I didn’t spend much time in the baby aisle of Woolworth’s before April 23rd, but since then I’ve been making up for lost time. You see, one month ago today my wife and I had our first child. It’s been an amazing four weeks and on the eve of me going back to work I thought I’d pull together a quick piece on something I’ve noticed; Woolworths has the baby aisle all wrong!
Babies go through a ton of products. If it isn’t newborn diapers with 3D Ultraabsorb technology (actually a product), then you need creams and ointments or bottles and clothes. However, the way that Woolworths presents and groups its vast array of baby products by product and brand is completely wrong. I’m all for a product orientated display strategy. When I bought my MacBook I wanted to see only the MacBooks lined up beside each other, and nothing else. That way I could compare the memory options, etc versus the costs, and weigh up my need-to-have’s with the nice-to-have’s. However, with a child I don’t need to compare the 5 stages of single product for every purchase. My kid is a newborn, so I only need things for newborns. Yet, Woolworths displays its products using product-brand groups; meaning the diapers are all together and broken down by brands, then all the ointments are all together, etc…This means, I have to sort through product after product to find the things that my kid can use and end up missing half of the things I could be impulsively buying.
In my opinion, this is the wrong approach and I bet it means Woolworths misses out on a lot of money over the life of a baby.
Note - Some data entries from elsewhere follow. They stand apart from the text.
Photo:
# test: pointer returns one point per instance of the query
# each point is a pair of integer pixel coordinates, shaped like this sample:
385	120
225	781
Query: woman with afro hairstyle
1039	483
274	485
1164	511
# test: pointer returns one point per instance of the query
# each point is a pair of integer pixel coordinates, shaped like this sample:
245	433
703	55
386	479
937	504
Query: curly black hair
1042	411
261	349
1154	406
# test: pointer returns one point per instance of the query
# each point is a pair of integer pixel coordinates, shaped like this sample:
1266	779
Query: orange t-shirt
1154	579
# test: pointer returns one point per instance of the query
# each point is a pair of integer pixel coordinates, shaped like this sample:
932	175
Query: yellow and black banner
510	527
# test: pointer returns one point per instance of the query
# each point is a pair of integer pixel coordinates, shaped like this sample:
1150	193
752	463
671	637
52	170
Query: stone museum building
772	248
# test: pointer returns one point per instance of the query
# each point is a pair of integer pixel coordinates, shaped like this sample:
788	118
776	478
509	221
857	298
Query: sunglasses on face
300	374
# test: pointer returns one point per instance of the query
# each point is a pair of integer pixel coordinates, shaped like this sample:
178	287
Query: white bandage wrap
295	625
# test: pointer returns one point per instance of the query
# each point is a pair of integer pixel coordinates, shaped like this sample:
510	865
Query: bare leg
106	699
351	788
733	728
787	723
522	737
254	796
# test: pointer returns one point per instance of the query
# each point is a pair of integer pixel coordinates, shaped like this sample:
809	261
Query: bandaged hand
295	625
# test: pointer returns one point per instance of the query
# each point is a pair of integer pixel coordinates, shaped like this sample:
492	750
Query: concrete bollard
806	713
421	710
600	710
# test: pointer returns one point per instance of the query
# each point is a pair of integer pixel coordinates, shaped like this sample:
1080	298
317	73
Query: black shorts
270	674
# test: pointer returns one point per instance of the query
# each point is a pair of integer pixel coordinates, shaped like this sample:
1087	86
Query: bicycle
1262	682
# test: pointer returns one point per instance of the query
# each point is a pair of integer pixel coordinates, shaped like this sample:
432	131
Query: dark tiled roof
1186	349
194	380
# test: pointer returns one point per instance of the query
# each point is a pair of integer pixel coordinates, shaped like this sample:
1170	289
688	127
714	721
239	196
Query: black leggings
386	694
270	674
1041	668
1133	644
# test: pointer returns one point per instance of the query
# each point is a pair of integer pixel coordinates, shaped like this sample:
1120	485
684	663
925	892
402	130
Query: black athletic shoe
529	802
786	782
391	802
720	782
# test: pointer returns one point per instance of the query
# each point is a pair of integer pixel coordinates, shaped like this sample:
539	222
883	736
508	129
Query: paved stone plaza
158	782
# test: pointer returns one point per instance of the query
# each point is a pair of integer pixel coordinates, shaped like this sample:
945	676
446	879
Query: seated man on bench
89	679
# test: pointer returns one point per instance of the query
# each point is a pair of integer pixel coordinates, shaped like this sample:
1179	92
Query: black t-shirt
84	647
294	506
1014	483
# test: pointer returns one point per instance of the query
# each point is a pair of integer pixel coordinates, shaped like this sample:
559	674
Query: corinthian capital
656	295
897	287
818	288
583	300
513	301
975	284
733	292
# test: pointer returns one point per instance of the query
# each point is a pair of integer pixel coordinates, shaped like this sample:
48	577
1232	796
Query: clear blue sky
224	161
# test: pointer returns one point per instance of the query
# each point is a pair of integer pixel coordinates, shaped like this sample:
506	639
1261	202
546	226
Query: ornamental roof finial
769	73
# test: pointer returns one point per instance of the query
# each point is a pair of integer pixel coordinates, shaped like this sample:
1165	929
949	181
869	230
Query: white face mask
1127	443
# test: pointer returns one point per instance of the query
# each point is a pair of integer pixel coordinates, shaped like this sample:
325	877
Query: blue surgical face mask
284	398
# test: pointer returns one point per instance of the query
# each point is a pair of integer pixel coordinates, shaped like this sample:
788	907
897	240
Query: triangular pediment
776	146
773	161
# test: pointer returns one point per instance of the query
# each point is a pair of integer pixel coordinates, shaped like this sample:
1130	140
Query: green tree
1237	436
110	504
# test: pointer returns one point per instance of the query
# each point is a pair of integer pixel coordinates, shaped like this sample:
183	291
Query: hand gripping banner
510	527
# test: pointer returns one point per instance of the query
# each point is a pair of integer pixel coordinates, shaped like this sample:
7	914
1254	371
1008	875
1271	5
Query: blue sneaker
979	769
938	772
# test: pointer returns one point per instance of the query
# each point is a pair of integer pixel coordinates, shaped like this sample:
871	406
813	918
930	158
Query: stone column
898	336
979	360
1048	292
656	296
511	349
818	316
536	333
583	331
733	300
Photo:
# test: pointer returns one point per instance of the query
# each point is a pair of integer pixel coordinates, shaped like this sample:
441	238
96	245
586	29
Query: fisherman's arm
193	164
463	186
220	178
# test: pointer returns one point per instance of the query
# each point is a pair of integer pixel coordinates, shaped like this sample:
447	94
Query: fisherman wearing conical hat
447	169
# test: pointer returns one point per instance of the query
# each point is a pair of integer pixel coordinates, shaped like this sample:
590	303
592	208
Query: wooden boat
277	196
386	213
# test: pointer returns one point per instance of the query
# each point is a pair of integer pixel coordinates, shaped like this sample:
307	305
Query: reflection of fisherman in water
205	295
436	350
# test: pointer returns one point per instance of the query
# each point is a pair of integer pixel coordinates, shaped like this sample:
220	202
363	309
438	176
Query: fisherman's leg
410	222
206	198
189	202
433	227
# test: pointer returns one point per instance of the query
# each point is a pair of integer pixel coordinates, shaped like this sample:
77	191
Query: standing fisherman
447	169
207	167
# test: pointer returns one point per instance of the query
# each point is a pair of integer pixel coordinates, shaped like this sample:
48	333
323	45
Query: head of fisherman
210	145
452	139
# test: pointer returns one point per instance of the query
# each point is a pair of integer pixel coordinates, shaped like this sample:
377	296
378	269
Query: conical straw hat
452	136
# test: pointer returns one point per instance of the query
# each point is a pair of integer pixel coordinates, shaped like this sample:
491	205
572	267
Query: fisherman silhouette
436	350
You see, as a parent I need a customer-centric display strategy based on the stage of my child. My child is 4 weeks old so I want a clearly labeled ‘newborn’ section that has every item relevant to him and the specific stage he’s in. That means diapers for newborns, ointments for newborns, clothes, bottles, bottle tops – all for newborns. Then when he’s a toddler I want to avoid the newborn stuff and be in another section that covers everything my toddler needs.
The benefits are simple:
1) Displaying baby products by need would make Woolworths more money, as shoppers impulsively buy their way through each stage of their child. (As a new father, I can tell you I’d buy anything at this point if I thought it would make him sleep longer through the night.)
2) It would also connect perfectly with Woolworths wider campaign strategy, in that it would build a ‘we get you’ rapport with Australian parents.
3) Finally, as my child starts to move closer to the next ‘stage’ of products, I can side-step over and see all of the things I’ll ‘need’ in the coming months. Nothing like dangling a carrot in front of my eyes to get me socking away the money to buy it.
So, if you know someone working in the marketing department at Woolworths, send them my name and my thoughts – I’d love to spend more money there.